Daran hat auch der Brief nichts geändert, den Ursula von der Leyen an die Fraktion der Sozialdemokraten geschrieben hat. Acht Seiten ist er lang, voller Versprechungen, was sie als Kommissionspräsidentin tun wird.
Versprechungen, die vielen sozialdemokratischen Abgeordneten durchaus zusagen: Ein ambitionierter Klimaschutz, ein europäischer Mindestlohn, eine europäische Arbeitslosenversicherung.
Angewiesen auf Rechts
Wie viele der Sozialdemokraten aus ganz Europa für Ursula von der Leyen abstimmen werden, wird sich erst in der letzten Fraktionssitzung unmittelbar vor der Abstimmung am frühen Abend zeigen. Auf die 16 deutschen Sozialdemokraten kann sie aber wohl kaum bauen.
Einen Brief von Ursula von der Leyen voller Spiegelstriche und Versprechungen haben auch die Liberalen der Fraktion Renew Europe bekommen. Darin sichert sie unter anderem zu, dass die Spitzenkandidatin der Liberalen, Margrete Vestager, einen Top-Job in ihrer Kommission bekommen wird, auf Augenhöhe mit dem Spitzenkandidaten der Sozialdemokraten, Frans Timmermanns.
In der Fraktion sei dieser Brief sehr freundlich aufgenommen worden, berichtet der FDP-Abgeordnete Andreas Glück nach der Fraktionssitzung:
"Also insgesamt, nachdem der Brief beantwortet wurde, sieht es die Fraktion mehrheitlich so, dass sie Ursula von der Leyen unterstützen möchte. Und von dem her ist jetzt die Stimmung ihr gegenüber in der Fraktion nicht ganz schlecht."
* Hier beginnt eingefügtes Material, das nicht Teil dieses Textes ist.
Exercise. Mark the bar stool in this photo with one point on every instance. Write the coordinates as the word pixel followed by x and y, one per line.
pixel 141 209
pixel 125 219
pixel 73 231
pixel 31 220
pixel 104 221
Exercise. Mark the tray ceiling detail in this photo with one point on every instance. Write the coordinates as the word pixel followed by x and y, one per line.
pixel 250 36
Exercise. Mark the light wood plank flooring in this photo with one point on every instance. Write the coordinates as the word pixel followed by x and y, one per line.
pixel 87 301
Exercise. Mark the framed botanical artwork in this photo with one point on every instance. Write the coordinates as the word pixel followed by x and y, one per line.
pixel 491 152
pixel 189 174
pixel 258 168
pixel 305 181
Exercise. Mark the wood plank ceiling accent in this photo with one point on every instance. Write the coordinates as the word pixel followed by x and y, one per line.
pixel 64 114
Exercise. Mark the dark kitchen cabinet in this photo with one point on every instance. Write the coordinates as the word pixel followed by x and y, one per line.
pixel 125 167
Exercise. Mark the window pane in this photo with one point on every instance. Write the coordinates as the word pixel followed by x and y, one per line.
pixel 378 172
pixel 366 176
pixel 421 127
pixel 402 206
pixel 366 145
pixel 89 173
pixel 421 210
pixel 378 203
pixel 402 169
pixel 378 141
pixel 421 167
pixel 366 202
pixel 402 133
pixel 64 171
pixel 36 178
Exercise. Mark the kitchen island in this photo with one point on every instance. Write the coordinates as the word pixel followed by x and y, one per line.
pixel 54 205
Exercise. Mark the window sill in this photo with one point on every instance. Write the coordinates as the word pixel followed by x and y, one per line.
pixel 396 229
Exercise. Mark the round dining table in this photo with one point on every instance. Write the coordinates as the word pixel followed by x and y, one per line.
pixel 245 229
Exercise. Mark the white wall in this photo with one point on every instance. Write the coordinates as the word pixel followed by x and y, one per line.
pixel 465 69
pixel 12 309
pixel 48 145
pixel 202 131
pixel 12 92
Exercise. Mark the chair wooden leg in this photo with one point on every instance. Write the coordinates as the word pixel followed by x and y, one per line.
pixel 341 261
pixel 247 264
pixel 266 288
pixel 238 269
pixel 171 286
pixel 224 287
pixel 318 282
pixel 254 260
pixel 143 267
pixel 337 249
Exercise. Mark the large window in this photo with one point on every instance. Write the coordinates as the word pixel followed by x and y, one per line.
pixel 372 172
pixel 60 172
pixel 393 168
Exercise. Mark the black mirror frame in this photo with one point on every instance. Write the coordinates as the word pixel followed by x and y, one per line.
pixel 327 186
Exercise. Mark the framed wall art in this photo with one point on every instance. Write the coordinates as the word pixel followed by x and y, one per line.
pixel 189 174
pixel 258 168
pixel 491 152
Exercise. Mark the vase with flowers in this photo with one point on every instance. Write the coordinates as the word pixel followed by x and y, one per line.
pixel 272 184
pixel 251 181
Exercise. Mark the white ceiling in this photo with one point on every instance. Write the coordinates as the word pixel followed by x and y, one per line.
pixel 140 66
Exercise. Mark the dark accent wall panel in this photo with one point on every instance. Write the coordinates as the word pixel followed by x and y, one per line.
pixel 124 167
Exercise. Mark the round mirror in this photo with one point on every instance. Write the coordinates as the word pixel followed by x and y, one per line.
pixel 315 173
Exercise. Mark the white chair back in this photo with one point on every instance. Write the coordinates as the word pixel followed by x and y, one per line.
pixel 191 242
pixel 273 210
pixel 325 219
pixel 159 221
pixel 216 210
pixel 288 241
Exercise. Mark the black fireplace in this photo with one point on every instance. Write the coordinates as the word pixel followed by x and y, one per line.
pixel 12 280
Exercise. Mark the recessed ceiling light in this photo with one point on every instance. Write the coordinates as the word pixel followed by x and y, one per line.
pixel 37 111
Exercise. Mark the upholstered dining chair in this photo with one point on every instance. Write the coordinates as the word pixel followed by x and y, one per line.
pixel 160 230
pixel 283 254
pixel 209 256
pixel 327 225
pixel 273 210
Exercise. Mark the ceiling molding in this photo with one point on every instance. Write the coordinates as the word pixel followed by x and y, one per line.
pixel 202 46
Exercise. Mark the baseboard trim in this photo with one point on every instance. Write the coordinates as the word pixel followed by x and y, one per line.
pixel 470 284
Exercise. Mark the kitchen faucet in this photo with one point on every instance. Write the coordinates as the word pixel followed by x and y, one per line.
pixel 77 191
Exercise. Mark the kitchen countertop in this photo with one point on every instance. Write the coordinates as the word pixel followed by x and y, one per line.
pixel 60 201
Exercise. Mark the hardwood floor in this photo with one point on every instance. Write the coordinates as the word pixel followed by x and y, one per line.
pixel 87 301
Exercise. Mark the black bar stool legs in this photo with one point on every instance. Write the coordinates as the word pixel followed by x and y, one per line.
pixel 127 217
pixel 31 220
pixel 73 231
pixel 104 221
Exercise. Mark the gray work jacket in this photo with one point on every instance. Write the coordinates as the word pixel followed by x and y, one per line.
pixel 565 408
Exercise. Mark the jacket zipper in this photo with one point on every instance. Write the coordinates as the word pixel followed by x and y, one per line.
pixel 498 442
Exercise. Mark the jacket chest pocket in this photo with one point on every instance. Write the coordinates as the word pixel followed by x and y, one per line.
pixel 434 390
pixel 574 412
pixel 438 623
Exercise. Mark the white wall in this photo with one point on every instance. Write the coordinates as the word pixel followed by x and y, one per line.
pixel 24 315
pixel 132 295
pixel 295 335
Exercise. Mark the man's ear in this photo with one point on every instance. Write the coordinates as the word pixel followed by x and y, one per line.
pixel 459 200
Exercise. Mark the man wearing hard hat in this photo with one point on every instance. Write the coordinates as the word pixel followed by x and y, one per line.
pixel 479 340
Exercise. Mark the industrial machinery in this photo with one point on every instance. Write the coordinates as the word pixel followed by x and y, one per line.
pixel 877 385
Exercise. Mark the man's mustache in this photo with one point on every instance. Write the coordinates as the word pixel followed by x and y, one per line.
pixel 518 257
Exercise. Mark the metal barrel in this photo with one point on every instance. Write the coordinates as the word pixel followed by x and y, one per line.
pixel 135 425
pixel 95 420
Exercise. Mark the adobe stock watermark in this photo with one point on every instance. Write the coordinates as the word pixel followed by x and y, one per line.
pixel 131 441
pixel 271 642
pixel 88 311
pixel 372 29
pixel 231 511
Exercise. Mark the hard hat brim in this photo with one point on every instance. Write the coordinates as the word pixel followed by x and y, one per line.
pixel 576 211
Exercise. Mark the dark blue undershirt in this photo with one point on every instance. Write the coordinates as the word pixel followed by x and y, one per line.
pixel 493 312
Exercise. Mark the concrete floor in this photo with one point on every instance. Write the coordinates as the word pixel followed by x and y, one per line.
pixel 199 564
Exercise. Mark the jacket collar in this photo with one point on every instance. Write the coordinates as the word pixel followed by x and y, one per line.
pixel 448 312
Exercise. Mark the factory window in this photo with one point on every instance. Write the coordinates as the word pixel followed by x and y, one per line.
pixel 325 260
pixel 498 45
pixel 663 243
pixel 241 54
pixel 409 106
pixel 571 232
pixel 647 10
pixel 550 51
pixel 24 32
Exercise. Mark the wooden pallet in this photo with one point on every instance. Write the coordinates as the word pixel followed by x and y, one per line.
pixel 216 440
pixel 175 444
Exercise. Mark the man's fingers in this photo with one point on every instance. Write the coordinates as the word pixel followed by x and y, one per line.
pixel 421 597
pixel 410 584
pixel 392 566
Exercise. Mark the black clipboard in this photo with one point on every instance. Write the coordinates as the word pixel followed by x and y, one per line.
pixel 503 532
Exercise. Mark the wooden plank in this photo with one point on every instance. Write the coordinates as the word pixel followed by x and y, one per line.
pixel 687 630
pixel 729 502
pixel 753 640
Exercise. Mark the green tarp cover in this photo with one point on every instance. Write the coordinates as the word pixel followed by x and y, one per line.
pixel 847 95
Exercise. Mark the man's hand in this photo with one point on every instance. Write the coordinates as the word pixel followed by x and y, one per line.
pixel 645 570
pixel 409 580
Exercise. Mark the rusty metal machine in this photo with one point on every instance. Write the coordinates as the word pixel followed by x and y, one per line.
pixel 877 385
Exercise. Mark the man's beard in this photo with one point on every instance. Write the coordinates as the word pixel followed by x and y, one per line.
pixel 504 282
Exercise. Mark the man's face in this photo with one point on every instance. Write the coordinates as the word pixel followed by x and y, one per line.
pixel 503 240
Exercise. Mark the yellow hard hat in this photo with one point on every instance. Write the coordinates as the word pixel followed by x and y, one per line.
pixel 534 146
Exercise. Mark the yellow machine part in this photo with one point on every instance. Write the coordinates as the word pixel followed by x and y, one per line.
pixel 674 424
Endgültig über Zustimmung oder Ablehnung wollen aber auch die Liberlaen erst kurz vor der Abstimmung entscheiden. Das lässt die Tür für weitere Absprachen offen.
Doch zu viel darf Ursula von der Leyen den europafreundlichen Fraktionen auch wieder nicht versprechen, das würde sie Unterstützung auf der rechten Seite des Parlaments kosten, auf die sie angewiesen sein wird. Ob ihr der Balanceakt gelingt, wird sich am Abend zeigen.